TR: Der Ölpreis ist rapide gesunken. Wie kann da eine Klimasteuer innovationsfördernd wirken?

Metcalf: Sie wird es. Die meisten Vorschläge, die CO2-Emissionen einer Steuer zu unterziehen, würden den Benzinpreis um 25 bis 50 US-Cent pro Gallone erhöhen. Wirklich etwas passieren würde aber im Kohlebereich. Da kann das enorme Wirkungen haben. Der Verkehrsbereich ist zwar sehr wichtig, schließlich kommen hier 40 Prozent der Klimagasemissionen zusammen. Der einfachste und billigste Bereich, die Erderwärmung zu stoppen, ist er aber nicht. Da sind die Stromindustrie und der energieintensive Wirtschaftssektor viel günstiger.

TR: Wie stark würde eine CO2-Steuer die Kosten für Strom in den USA verteuern?

Metcalf: Bei 20 Dollar pro Tonne CO2 wäre dies eine Steigerung um 15 Prozent, bei Kohlekraftwerken noch deutlich mehr.
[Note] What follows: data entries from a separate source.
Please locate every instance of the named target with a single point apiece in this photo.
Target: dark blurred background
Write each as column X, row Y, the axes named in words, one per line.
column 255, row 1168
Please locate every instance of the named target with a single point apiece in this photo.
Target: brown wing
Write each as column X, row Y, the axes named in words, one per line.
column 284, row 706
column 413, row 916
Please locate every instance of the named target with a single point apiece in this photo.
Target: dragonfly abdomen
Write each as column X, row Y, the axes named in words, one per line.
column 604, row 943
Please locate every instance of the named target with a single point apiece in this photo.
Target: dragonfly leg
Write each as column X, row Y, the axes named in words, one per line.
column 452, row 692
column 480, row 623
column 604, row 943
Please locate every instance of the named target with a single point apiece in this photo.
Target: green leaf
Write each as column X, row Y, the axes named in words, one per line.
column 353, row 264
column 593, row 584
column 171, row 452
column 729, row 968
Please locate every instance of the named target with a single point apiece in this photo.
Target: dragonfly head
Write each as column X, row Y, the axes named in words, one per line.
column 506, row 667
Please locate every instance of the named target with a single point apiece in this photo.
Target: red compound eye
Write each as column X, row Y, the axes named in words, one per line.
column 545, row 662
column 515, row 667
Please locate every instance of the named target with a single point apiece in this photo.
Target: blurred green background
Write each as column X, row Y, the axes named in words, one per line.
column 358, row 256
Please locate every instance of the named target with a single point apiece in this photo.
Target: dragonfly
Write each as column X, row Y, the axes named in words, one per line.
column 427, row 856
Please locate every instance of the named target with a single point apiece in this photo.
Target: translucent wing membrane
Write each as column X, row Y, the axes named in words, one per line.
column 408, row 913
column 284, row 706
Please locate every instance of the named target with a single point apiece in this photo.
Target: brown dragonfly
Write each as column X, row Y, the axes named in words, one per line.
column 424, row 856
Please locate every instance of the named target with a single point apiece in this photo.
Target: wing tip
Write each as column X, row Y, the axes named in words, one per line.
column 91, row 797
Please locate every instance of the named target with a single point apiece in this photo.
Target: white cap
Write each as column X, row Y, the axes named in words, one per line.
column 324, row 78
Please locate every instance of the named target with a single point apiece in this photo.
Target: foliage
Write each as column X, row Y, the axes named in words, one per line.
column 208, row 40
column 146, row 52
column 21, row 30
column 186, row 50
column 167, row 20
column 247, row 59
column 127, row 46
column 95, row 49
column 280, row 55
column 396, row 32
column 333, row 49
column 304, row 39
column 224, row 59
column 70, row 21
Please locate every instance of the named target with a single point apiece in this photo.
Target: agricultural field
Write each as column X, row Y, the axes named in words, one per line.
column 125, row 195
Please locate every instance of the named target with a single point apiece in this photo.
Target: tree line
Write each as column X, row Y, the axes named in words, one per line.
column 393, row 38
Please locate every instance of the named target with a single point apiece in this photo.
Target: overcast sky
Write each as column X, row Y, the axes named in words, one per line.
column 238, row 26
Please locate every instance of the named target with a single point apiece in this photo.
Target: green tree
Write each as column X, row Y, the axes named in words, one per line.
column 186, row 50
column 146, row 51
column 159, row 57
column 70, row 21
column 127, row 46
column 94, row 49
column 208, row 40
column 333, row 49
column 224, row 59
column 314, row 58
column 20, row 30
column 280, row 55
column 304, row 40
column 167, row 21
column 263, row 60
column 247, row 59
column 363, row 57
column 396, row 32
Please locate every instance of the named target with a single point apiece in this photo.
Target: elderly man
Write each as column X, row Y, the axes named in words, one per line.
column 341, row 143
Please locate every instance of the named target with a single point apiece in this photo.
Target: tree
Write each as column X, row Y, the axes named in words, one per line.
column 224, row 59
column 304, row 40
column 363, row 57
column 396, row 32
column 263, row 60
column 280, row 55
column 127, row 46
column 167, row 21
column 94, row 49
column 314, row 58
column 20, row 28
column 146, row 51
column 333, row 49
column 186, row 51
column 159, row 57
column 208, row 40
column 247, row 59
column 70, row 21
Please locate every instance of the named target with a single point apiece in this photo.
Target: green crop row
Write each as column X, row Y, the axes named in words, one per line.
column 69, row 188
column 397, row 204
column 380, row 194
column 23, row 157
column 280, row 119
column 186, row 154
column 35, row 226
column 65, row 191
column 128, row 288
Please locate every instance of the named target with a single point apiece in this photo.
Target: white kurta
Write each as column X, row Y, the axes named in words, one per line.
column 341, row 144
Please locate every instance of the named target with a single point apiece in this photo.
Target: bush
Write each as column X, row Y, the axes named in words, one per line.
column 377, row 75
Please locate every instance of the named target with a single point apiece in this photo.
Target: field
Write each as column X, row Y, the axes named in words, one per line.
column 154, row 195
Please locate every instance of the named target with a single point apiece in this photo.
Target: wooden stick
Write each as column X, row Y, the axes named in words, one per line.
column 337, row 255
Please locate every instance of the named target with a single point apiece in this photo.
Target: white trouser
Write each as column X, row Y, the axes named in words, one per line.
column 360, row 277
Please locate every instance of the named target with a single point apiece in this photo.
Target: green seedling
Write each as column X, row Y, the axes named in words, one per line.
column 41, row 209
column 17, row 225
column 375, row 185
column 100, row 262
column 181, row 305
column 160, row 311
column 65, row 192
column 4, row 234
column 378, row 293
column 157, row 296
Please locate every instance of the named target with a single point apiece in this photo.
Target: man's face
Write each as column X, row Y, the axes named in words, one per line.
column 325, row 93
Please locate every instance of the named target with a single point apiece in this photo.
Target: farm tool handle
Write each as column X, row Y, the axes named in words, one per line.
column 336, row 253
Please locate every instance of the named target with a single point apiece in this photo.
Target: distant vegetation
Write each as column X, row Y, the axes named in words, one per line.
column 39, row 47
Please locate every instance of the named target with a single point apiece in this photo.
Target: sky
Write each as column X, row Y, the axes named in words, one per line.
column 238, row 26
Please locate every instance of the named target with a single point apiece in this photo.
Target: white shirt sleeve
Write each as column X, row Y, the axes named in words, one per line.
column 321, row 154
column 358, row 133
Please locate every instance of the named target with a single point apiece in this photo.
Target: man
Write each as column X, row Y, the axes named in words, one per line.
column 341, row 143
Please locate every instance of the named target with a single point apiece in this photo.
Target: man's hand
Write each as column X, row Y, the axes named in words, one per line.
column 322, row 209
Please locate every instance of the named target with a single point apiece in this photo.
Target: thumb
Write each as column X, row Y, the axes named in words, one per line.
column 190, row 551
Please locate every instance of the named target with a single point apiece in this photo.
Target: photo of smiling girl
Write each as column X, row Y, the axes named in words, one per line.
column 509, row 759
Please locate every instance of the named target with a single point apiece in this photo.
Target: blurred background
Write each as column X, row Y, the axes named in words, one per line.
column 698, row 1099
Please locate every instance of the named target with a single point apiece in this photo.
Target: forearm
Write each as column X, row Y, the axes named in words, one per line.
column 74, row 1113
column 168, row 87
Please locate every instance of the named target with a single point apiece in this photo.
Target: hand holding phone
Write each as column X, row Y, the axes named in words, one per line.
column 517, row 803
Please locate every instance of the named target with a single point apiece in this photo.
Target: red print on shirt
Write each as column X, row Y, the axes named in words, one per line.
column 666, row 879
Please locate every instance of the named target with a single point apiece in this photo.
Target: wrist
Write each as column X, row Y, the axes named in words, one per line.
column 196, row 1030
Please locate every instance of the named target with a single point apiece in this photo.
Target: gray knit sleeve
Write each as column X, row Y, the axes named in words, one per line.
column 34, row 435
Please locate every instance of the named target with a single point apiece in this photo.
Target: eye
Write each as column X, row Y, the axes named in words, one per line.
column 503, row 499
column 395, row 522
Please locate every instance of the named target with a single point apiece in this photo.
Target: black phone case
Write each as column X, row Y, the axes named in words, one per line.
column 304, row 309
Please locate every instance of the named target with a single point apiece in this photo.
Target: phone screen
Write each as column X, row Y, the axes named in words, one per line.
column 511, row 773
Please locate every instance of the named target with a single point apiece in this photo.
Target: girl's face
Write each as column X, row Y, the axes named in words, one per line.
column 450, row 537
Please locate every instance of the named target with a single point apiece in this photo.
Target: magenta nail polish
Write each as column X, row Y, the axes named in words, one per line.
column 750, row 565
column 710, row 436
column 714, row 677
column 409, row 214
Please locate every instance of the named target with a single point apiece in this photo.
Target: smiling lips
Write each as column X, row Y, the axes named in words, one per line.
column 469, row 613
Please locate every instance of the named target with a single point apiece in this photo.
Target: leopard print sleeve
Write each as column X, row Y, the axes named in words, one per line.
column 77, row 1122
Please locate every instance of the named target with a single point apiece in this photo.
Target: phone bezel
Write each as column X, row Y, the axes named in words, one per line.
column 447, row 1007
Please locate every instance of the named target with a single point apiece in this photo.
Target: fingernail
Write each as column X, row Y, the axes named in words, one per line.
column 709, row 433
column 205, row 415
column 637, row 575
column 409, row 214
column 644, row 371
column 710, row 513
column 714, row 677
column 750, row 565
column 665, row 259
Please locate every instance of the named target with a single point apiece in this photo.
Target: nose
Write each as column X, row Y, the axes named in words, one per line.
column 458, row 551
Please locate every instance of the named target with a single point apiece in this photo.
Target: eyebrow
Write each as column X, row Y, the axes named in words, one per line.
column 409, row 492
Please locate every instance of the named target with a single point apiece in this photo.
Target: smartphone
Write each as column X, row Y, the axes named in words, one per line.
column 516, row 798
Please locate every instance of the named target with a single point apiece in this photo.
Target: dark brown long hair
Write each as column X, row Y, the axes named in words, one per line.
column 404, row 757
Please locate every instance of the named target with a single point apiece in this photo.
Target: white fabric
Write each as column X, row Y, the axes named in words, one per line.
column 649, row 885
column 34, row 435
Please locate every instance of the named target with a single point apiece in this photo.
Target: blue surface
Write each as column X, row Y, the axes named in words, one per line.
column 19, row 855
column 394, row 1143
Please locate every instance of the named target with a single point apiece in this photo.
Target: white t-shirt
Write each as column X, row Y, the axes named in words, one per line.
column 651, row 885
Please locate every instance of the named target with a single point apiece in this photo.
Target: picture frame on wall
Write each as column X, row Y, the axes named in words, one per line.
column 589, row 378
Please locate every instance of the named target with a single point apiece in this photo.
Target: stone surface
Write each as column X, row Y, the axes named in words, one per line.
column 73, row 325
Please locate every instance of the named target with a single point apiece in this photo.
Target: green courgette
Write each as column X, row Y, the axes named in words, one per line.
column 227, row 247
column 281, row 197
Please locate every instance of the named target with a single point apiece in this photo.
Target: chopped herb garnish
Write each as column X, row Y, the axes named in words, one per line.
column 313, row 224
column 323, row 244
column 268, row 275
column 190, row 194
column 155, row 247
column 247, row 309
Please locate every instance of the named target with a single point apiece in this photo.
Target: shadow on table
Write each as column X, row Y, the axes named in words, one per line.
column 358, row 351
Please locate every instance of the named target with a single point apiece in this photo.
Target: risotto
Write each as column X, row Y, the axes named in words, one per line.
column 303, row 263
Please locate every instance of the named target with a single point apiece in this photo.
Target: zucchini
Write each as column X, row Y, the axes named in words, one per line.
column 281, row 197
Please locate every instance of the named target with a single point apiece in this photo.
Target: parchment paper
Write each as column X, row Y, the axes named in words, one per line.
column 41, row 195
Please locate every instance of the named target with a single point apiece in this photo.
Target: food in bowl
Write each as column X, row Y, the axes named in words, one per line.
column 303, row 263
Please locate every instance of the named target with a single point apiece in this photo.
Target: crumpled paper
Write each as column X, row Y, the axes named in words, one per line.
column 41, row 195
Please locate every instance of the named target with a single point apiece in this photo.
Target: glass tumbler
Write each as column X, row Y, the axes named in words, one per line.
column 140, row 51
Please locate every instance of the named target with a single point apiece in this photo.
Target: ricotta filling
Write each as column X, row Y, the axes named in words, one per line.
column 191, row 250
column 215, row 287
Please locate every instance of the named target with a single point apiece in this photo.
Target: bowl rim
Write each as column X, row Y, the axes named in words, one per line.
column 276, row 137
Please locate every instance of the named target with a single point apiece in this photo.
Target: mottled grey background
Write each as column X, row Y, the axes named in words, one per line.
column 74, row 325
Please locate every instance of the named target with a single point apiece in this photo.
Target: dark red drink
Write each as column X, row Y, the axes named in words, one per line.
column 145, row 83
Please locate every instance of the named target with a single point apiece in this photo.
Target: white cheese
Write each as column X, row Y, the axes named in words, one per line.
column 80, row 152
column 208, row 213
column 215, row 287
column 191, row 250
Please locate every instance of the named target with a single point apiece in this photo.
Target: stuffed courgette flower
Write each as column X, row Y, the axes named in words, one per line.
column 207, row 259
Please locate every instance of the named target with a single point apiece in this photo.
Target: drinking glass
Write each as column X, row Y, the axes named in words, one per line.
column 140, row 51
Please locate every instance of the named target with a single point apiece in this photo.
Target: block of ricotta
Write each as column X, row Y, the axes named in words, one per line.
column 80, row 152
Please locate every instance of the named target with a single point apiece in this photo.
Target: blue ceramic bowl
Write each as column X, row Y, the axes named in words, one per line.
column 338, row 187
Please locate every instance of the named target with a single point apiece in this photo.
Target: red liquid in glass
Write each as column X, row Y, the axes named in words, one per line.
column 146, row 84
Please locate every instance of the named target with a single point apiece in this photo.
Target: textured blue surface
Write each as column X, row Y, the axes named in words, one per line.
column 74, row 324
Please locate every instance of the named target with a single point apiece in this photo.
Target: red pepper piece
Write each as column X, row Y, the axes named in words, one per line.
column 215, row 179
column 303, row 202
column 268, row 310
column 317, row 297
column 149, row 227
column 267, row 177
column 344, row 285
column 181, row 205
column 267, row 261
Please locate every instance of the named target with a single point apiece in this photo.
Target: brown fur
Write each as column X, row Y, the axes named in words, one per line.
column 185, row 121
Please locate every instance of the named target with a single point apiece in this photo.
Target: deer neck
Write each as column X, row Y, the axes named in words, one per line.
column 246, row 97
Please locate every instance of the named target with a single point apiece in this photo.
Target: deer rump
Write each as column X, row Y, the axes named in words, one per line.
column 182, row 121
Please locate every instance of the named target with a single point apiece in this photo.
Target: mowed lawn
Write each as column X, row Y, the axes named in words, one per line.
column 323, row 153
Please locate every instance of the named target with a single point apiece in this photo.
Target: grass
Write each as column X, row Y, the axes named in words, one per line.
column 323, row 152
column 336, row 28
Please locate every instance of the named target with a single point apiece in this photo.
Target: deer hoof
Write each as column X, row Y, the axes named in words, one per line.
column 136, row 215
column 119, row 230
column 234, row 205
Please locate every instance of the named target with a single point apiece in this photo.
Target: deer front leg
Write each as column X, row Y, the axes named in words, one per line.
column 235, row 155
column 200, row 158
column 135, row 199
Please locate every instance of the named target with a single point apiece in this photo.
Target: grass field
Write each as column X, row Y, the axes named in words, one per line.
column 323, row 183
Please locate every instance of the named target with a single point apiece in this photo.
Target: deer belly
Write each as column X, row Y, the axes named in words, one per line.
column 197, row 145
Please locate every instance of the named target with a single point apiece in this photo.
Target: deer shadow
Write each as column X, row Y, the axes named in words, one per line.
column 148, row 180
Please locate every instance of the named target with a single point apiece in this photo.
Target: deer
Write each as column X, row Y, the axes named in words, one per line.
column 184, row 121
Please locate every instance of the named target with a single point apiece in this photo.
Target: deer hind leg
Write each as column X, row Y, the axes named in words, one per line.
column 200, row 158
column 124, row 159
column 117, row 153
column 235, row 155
Es würde den Preis von Kohle mehr als verdoppeln und so die Kosten für Strom aus Kohle um rund 40 Prozent steigern.

TR: Wie stark beeinflusst die aktuelle Rezession die Debatte?

Metcalf: Die interessantesten Auswirkungen liegen vor allem darin, dass es ja diese Liebesaffäre mit dem Emissionshandel gab – wir schaffen diese Märkte, wir schaffen diese Assets und lassen die Leute die dann traden. Nun, die Blume dieser Finanzmarktinstrumente blüht nicht mehr. Ich weiß nicht, wie stark das auf die Attraktivität einer CO2-Steuer im Vergleich zum Emissionshandel durchschlägt, glaube aber, dass erstere an politischer Attraktivität gewinnt. (bsc)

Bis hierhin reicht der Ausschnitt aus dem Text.